Das Hufeisen der Schauspielerin
Es ist erst kurze Zeit her, daß aus New York Meldungen kamen, die von einem Selbstmordversuch Pola Negris berichteten. Sie habe mehrere Selbstmordversuche begangen, hieß es sogar.
Nachfragen ergaben nichts, was diese Meldungen bestätigt hätte. Als Letztes war authentisch über die Filmschauspielerin Pola Negri festzustellen, daß sie dabei sei, ihre Memoiren zu schreiben. Leute, die alt genug sind, um sich der Karriere Pola Negris, einer bemerkenswert romanhaften Karriere, entsinnen zu können, geben zu, daß für diese Memoiren ein interessanter Stoff vorliegt.
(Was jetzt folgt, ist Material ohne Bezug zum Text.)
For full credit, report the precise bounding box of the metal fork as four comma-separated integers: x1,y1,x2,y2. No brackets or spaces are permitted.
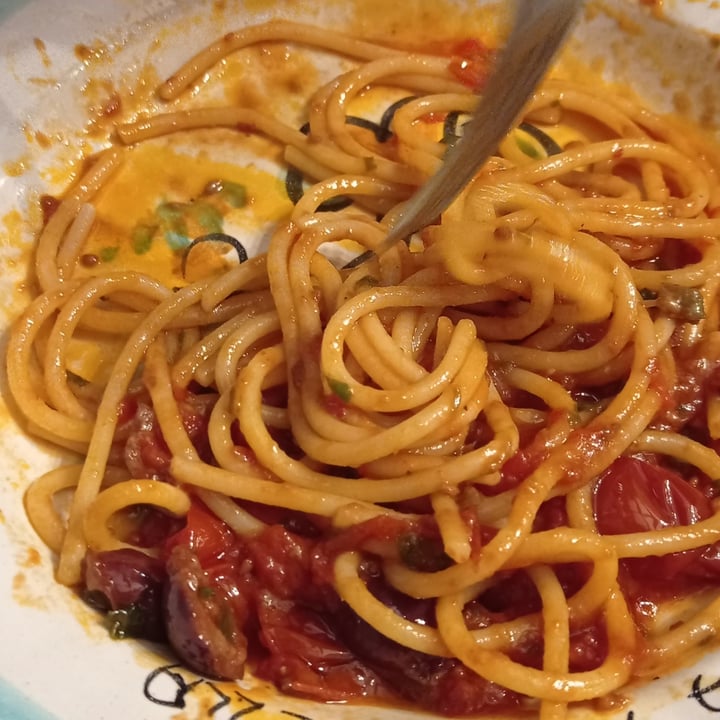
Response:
344,0,583,269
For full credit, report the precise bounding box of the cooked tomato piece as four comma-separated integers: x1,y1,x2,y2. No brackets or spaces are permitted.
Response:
594,456,720,583
246,524,318,601
164,501,236,566
595,456,712,533
114,387,217,479
255,593,387,701
487,425,550,495
123,505,184,548
448,38,493,91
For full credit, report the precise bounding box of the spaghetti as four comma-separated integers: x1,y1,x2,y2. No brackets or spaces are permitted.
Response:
8,16,720,720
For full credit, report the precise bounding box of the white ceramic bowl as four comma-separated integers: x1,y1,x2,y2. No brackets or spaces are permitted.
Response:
2,1,720,719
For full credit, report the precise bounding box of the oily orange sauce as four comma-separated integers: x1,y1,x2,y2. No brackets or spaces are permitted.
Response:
75,141,292,289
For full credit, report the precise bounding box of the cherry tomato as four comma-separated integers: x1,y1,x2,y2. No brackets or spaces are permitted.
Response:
164,501,236,566
594,456,712,533
593,456,720,582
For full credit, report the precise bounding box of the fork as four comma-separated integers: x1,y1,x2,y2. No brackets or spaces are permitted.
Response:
344,0,583,269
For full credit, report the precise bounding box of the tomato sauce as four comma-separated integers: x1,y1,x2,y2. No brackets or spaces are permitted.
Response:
85,501,533,714
83,357,720,716
86,383,577,718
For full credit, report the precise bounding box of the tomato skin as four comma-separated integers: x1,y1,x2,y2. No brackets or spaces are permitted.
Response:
594,456,712,533
255,595,386,702
124,505,184,548
246,525,321,602
593,456,720,583
562,321,610,350
114,388,216,479
323,392,348,420
164,546,249,680
331,601,523,715
448,38,493,91
483,424,550,496
126,427,172,477
532,496,569,532
653,337,720,433
164,502,236,567
568,622,608,672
Manche sahen in dem Selbstmordversuch ein mit lebenssichernder Vorsicht angewandtes Mittel, eine eingeschlafene Aufmerksamkeit wieder zu erwecken. Aber es ist zuzugeben, daß hierfür die Erinnerungen einer Schauspielerin, die so oft im Scheinwerferlicht der Ateliers wie des öffentlichen Interesses gestanden hat, bei weitem geeigneter sind. Geeigneter jedenfalls, als ein noch so interessant mißlungener Selbstmordversuch es je sein könnte.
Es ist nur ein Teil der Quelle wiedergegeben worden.